The EPA announced last month that its surveys found truck users do not let their fluid tanks run down, though it now wants stricter controls on trucks if their tanks do run dry. Instead of gradual power cut-backs as tanks run out of fluid, the agency wants trucks’ road speed cut to 5 mph, which will be a more potent warning to forgetful drivers.
Some of Navistar’s diesels, meanwhile, make more than the absolute limits of NOx for 2010 models: 0.5 gram per horsepower-hour versus 0.2 gram that most others meet. Navistar engines do so under credits issued by EPA for having previously sold diesels that were cleaner than necessary. So the extra NOx production is legal, at least until the credits run out. Navistar says it has plans to bring down the NOx amounts when it needs to.
Fuel economy standards
Better fuel economy for most 2010 diesels fits in well with the latest standards announced by federal authorities: 10 to 20 percent greater fuel efficiency by 2018. They begin in 2014. Unlike mile-per-gallon standards for cars and light trucks, the standards for medium- and heavy-duty trucks and buses are expressed in gallons per ton-mile—a measure endorsed by nearly everyone in the trucking community. The regulations were announced in August by EPA and the National Highway Traffic Safety Administration.

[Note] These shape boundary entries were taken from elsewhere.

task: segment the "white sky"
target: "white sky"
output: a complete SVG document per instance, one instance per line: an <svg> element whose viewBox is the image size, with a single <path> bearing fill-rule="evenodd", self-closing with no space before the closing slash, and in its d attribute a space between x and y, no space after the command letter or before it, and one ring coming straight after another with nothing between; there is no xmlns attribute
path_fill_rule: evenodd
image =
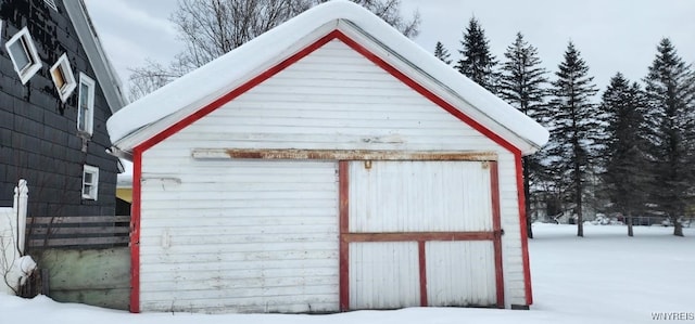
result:
<svg viewBox="0 0 695 324"><path fill-rule="evenodd" d="M181 49L168 21L175 0L85 0L105 50L121 78L147 57L168 63ZM422 18L415 41L432 52L442 41L454 61L460 39L476 16L498 61L517 31L539 49L554 73L571 39L603 88L616 72L640 80L656 46L669 37L687 63L695 62L695 1L692 0L401 0L404 13ZM552 76L554 78L554 76Z"/></svg>

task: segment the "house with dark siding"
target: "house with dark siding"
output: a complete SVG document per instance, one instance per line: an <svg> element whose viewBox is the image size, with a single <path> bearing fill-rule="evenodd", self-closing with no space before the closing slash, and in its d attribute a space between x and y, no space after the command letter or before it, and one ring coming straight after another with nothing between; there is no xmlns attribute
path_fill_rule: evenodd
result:
<svg viewBox="0 0 695 324"><path fill-rule="evenodd" d="M81 0L0 0L0 206L26 179L30 218L113 216L125 103Z"/></svg>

The complex regulations cover many types of vehicles because they vary in the amount of cargo carried and how they are driven. Construction trucks are in the vocational category, which will meet less stringent, 10 percent economy betterment due to their urban stop-and-go duty cycles. Overall, the economy improvements will save commercial truck and bus operators about $50 billion in fuel costs in the four years they phase in, the Obama Administration asserts.
Also limited, as expected, are carbon dioxide, a greenhouse gas that many scientists claim is causing global warming. CO2 is a function of the amount of fuel burned, so reducing one also cuts the other, say truck and engine makers. The government agencies say 530 million barrels of oil will be saved, while 270 million metric tons of CO2 will not get into the atmosphere.